Laura Negretti legge Dante

Dante Alighieri nell'arte è il tema di uno degli incontri di Clio

Uomini siate e non pecore matte. Fa riferimento al quinto canto del Paradiso il titolo del nuovo recital dantesco “a leggio” per voce e musica della durata di un’ora, viaggio su passi delle tre cantiche che entra nel repertorio della compagnia “Teatro in mostra” di Laura Negretti.
Si tratta di uno spettacolo frutto di un anno di lavoro, immaginato per il settecentesimo anniversario della morte del poeta, e arricchitosi di significati strada facendo lungo la selva oscura della pandemia che ha rappresentato e rappresenta un inferno di solitudine per molti, e per tanti teatranti un tunnel di date cancellate e professionalità svilite.

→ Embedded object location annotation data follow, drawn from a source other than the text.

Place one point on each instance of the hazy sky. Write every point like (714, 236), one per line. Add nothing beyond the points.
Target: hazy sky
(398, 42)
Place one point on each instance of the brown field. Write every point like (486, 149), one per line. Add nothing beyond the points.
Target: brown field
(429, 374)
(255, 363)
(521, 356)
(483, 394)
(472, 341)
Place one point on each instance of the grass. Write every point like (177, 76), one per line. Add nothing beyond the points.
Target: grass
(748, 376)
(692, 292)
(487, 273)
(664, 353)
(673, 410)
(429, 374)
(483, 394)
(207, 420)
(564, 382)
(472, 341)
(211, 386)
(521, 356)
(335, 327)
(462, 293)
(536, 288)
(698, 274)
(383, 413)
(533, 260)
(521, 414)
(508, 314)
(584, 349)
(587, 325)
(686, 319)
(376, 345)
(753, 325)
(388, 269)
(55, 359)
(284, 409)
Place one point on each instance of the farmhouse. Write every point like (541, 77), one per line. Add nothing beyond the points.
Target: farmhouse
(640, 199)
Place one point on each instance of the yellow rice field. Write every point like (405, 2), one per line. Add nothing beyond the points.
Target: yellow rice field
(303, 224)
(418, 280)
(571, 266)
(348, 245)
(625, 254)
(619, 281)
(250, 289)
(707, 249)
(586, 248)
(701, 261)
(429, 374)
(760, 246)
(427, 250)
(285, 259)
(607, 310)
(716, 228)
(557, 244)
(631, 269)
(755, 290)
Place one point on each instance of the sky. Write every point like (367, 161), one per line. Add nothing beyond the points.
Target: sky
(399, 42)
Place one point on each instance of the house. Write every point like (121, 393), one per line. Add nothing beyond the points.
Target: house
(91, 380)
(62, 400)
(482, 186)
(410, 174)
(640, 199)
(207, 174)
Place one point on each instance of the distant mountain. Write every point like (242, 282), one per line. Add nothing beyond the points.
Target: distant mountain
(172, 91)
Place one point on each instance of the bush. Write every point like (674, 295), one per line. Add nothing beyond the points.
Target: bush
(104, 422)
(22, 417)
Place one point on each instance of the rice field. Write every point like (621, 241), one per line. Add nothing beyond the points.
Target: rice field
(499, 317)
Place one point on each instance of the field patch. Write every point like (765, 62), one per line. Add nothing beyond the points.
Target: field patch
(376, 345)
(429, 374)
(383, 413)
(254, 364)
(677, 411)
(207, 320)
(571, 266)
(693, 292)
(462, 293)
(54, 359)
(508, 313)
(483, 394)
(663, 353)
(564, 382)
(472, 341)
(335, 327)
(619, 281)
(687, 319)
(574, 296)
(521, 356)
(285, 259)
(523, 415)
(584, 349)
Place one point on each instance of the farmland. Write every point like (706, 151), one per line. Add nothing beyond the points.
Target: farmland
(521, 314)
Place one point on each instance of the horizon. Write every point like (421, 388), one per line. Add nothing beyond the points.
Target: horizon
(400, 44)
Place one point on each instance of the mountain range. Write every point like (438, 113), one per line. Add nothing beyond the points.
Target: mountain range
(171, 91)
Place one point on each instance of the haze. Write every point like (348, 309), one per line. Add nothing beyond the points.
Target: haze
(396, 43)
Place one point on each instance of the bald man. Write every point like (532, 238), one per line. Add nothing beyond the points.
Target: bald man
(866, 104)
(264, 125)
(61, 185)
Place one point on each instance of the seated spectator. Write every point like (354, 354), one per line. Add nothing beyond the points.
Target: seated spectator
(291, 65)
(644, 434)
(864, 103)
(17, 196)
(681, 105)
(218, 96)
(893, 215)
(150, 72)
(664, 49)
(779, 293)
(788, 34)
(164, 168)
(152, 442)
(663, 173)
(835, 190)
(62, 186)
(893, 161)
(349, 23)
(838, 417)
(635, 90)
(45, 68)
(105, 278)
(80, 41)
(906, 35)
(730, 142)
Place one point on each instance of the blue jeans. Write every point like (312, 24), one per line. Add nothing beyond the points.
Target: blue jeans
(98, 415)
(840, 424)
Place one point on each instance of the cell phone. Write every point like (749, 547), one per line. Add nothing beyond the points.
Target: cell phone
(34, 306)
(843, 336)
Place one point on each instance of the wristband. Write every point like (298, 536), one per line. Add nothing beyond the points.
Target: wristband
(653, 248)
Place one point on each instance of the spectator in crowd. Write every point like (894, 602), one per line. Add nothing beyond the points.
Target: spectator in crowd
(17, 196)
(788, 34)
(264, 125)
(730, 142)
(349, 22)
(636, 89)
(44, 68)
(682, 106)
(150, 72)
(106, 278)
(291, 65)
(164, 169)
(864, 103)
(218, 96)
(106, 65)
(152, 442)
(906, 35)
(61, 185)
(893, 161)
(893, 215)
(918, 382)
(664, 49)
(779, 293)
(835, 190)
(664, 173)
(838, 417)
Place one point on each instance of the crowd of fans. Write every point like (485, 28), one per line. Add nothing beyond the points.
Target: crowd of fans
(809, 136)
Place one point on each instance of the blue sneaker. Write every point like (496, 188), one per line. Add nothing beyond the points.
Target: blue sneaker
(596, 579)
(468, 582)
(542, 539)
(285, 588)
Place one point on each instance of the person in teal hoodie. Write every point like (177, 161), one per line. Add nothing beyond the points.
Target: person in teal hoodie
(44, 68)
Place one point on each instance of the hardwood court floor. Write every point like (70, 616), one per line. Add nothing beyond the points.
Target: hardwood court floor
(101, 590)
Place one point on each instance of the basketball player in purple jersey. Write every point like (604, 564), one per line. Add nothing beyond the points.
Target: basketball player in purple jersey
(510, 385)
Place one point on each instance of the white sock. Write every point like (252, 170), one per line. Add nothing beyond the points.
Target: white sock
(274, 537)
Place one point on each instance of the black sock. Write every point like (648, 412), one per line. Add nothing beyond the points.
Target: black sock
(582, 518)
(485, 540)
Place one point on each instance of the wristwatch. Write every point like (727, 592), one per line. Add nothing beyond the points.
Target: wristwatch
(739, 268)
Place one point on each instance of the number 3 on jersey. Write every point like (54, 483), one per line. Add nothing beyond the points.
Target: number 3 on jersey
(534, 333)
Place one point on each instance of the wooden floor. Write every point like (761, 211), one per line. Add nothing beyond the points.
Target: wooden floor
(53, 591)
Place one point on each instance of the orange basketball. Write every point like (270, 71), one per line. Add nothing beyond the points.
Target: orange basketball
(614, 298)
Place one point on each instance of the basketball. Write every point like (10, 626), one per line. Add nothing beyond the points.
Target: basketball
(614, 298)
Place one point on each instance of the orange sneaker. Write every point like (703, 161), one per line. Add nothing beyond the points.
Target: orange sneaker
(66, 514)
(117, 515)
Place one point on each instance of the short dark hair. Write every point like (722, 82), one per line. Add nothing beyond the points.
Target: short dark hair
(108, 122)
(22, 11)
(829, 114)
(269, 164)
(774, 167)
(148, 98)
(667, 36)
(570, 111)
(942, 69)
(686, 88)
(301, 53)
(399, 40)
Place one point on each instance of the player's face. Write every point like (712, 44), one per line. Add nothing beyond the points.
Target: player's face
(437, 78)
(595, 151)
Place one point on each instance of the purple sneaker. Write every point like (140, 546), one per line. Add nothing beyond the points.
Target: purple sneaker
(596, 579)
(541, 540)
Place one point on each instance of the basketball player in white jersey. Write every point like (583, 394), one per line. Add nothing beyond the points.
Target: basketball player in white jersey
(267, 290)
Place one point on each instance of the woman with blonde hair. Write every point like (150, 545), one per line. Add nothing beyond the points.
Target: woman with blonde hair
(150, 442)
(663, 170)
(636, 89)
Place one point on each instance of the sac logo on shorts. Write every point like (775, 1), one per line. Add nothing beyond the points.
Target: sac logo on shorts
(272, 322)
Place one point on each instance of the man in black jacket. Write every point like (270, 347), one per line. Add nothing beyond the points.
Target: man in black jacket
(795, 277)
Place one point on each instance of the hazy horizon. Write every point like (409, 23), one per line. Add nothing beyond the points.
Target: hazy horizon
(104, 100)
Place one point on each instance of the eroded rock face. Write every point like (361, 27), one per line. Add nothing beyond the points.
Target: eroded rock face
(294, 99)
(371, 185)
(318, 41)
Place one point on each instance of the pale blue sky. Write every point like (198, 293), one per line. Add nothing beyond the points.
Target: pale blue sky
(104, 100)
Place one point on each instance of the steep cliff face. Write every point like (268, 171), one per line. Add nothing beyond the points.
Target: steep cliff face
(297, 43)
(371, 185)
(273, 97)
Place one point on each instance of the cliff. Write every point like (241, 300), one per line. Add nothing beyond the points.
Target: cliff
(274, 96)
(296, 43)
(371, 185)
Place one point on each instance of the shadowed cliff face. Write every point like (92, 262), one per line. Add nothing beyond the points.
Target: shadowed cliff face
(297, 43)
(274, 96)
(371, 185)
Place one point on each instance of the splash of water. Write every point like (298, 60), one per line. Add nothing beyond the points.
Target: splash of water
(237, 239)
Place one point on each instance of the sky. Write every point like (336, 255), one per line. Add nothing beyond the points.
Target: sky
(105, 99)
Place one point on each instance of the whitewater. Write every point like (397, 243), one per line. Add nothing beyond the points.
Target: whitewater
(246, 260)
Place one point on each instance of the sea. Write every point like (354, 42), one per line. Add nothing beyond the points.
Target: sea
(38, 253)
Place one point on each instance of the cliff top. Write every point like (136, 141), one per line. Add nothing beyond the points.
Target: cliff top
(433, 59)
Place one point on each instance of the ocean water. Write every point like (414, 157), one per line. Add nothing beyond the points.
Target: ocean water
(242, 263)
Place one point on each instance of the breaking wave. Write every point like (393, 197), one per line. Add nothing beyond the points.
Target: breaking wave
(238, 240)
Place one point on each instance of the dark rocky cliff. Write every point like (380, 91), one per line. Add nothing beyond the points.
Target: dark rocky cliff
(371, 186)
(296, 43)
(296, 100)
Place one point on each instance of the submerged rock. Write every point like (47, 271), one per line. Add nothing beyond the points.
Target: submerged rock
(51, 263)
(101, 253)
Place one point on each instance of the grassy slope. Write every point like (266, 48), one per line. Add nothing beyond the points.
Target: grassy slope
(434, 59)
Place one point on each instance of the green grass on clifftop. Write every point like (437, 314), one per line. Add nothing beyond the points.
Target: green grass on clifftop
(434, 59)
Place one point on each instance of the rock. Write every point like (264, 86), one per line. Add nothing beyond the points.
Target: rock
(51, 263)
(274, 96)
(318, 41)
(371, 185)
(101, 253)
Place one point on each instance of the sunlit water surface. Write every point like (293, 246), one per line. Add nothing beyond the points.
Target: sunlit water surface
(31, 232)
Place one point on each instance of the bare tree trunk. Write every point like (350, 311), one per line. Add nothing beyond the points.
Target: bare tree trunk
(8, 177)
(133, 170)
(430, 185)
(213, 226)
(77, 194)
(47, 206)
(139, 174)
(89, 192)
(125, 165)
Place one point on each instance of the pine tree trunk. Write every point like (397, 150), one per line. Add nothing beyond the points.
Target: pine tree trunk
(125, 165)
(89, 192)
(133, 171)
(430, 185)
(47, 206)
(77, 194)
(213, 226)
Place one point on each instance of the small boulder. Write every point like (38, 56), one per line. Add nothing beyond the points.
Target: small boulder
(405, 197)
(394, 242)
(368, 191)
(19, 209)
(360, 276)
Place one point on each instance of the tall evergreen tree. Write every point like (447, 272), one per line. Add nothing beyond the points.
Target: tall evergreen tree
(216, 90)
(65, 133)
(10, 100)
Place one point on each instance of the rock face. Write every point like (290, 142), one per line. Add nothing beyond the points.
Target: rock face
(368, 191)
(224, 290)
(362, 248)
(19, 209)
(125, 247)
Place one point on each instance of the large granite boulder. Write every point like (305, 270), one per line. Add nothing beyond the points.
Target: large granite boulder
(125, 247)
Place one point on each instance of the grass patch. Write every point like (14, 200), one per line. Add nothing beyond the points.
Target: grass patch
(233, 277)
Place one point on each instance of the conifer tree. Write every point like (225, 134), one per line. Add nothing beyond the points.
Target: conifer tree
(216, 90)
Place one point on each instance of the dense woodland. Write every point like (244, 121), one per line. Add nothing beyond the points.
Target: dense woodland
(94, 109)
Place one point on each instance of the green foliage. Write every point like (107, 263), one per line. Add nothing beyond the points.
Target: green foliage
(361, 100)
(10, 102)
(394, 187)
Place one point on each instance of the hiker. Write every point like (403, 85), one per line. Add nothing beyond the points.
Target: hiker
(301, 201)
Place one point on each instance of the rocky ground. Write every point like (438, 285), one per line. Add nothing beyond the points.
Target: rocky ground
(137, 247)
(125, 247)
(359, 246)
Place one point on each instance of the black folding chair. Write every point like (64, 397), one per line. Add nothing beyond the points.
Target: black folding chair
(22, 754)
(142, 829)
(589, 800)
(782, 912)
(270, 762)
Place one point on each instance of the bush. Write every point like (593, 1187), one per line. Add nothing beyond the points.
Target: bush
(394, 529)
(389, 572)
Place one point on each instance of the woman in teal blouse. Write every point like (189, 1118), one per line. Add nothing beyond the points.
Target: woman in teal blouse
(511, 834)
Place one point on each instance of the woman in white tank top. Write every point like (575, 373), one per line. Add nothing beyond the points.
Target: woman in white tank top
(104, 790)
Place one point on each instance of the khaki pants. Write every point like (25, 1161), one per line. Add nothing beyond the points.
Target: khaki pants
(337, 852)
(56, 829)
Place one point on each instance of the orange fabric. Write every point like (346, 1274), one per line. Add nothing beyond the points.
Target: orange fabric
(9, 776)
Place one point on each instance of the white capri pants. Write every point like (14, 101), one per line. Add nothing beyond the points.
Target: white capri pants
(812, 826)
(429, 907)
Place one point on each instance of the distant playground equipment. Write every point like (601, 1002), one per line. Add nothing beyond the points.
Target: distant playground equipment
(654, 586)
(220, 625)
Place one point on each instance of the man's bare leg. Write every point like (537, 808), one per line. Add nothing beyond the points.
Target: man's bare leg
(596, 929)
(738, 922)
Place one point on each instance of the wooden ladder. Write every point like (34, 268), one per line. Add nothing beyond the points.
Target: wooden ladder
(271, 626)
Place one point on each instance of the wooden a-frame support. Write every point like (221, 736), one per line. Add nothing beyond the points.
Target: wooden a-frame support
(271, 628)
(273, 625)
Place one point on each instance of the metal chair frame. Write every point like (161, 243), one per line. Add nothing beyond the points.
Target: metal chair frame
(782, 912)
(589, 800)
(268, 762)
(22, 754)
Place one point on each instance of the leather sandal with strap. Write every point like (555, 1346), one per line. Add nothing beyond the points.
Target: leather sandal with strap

Prospettiva deprimente che l’attrice Laura Negretti non sottoscrive. E prende Dante a braccetto per tornare a rivedere le stelle in presenza: lo spettacolo è già in calendario da giugno e si attende solo che i colori delle zone in cui è atteso ne consentano la realizzazione con il pubblico presente. La drammaturgia è di Alessandro Baito. Il testo, presentato come «didattica d’intrattenimento», si impone un compito arduo, e ha alle spalle precedenti illustri come le lecturae Dantis di Vittorio Sermonti e Roberto Benigni. «Abbiamo scelto – dice Laura – di contestualizzare il vissuto dantesco senza scivolare in uno spettacolo di satira politica o sociale». Come? Realizzando attorno alla parola del poeta, che rimane sempre centrale, una “cornice” narrativa che, «con poche pennellate a margine della forza poetica dantesca, evitando riferimenti espliciti o banalizzanti» faccia riferimento ai nostri tempi di deserto e patimenti, e il tutto ha lo scopo catartico di farci tornare persone e non numeri asserviti a un potere, occhi davanti a uno schermo di computer o telefonino, ma appunto come recita Dante «uomini, “non pecore matte”». «Un percorso di fede – commenta Laura Negretti, impegnata in queste settimane in numerosi sopralluoghi per le recite che ha in agenda dal 10 aprile al 30 maggio sia pure virtuali per ora in attesa che la presa del virus si allenti – come è stato un percorso di fede e non di ragione quello che ha condotto il poeta a riveder le stelle e a riprendere la via che aveva smarrito».